It's a funny thing- wants vs contentment. I've got everything anyone could ever need and I continue to be thankful and blessed in my life. Sometimes my wants are tangible things, sometimes they're more personal, either way the problem is that I want. I go through waves of feeling completely fulfilled and then something inside me rebels and I want more. Recently I talked about my struggle to find contentment HERE and for whatever reason, I find myself back in that same mentality.
To be able to take a spur of the moment trip to Europe, to trade in our 10 year old car for a new luxury one, to own a pair of Christian Louboutin heels, to have a beautiful walk in closet that changes with each season- it all sounds so silly but constantly seeing these types of extravagant things in our media and around me for the past 5 years has a way of getting inside my mind.
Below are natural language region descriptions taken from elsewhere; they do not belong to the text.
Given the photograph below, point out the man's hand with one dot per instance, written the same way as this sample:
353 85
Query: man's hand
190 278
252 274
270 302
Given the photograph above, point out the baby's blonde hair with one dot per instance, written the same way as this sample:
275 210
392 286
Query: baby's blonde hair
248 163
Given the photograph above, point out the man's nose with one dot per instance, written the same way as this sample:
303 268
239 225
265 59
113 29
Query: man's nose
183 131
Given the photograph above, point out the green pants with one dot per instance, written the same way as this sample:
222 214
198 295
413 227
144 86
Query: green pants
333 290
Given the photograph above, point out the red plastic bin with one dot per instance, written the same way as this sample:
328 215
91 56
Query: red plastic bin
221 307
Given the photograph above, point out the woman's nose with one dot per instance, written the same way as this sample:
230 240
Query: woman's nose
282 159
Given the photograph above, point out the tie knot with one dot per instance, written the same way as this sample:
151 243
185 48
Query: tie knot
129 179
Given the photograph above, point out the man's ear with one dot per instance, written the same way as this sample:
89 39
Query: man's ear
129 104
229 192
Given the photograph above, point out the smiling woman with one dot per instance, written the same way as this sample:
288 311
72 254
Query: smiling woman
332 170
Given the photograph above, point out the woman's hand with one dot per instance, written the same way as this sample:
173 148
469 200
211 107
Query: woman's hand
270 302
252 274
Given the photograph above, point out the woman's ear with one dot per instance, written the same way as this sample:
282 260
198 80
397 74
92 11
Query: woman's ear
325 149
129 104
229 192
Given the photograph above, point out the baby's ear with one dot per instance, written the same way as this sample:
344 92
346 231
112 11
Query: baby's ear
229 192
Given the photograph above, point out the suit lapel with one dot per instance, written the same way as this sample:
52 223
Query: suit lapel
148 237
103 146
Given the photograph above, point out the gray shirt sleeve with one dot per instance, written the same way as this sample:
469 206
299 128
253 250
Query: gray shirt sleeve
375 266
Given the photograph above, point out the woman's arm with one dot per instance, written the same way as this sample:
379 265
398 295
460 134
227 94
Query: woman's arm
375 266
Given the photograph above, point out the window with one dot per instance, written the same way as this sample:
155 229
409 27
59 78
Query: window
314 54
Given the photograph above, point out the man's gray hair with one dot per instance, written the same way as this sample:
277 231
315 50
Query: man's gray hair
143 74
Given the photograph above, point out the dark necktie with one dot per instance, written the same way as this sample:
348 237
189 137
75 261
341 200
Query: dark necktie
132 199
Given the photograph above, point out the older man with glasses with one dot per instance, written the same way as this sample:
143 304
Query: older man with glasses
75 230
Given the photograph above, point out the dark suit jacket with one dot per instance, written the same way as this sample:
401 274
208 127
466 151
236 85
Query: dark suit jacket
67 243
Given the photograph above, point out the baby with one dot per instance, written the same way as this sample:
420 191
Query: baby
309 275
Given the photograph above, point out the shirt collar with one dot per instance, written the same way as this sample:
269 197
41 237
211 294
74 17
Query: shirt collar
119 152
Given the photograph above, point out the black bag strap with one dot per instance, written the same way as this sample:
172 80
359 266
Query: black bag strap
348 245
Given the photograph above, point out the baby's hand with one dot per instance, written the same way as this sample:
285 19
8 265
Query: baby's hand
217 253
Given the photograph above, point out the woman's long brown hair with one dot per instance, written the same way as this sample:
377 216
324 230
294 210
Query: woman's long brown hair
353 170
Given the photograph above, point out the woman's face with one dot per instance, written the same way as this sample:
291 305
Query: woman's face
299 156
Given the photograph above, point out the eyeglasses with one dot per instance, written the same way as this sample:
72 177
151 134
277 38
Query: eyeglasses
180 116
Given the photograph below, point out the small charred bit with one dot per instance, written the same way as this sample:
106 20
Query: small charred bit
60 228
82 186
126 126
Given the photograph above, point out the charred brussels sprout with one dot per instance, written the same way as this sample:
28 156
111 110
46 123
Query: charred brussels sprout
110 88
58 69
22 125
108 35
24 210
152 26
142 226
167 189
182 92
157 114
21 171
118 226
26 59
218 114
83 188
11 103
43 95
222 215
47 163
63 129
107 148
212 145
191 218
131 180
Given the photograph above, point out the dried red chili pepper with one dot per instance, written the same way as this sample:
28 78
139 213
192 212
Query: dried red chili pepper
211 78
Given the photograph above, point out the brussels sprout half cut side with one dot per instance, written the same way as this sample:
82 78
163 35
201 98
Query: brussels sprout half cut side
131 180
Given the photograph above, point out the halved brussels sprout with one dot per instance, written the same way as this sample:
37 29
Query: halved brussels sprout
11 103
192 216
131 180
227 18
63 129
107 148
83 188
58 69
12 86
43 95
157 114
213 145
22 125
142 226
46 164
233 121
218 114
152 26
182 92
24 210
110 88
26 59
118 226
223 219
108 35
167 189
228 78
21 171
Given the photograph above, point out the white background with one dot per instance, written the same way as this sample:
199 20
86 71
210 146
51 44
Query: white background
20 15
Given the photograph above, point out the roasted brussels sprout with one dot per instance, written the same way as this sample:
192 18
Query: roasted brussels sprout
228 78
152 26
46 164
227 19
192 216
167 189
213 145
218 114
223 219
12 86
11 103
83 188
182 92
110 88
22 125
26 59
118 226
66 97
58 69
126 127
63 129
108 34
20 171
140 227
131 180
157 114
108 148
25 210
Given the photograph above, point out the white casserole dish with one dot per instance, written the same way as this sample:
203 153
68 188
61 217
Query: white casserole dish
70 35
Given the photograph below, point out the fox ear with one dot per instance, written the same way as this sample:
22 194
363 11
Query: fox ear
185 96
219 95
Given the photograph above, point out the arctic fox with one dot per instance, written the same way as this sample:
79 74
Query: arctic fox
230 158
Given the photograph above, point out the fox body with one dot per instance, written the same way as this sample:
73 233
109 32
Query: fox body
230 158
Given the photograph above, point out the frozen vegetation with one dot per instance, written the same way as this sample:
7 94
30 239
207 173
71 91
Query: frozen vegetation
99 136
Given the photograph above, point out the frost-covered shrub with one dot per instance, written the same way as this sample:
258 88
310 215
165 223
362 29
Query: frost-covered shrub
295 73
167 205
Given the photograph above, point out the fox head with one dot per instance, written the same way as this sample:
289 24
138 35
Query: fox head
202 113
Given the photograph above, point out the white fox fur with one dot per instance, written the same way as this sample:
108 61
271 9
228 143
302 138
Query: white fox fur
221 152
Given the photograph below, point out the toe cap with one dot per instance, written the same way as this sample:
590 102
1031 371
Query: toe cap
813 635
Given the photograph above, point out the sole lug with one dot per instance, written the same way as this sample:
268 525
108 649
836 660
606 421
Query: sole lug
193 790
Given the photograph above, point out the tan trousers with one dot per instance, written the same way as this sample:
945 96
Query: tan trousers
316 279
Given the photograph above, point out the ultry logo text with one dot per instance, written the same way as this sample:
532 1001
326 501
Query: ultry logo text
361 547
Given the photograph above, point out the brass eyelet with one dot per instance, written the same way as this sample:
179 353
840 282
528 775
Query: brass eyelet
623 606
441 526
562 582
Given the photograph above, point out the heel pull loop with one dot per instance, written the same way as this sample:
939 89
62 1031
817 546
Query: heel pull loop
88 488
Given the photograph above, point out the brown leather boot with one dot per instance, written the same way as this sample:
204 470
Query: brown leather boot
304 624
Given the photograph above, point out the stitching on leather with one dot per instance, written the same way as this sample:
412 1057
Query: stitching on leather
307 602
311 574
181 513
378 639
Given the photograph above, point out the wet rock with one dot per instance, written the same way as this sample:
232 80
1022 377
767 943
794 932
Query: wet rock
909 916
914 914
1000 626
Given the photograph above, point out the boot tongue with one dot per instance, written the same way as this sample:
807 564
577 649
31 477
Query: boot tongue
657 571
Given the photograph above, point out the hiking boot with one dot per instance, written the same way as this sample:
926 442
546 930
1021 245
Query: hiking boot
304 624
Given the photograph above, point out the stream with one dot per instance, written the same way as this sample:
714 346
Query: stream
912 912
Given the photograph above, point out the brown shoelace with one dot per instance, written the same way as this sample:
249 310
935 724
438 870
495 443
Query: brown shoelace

I know how shallow this all sounds. I take full responsibility for the way that this is all sounding but don't you ever wish it too? Like I said, I'm so thankful for what my life is- truly. But being held back from doing certain things only because of money is a frustrating thing. Taking a vacation to Europe for us is months of preparing and saving so we can continue to have a little bit of security in our bank account. I look at some celebrities our media is constantly praising and cringe at how easy it is for them to, for lack of a better phrase, do whatever they want. Not saying some of them aren't talented and it isn't well deserved but for most of us hardworking, driven, ambitious people, it just seems unfair. I sound like a baby, I know but it's how I'm feeling at this particular moment. If only I could win the lottery or better yet be completely broke and happy and never feel like there is a void somewhere. Yes, that would be perfect.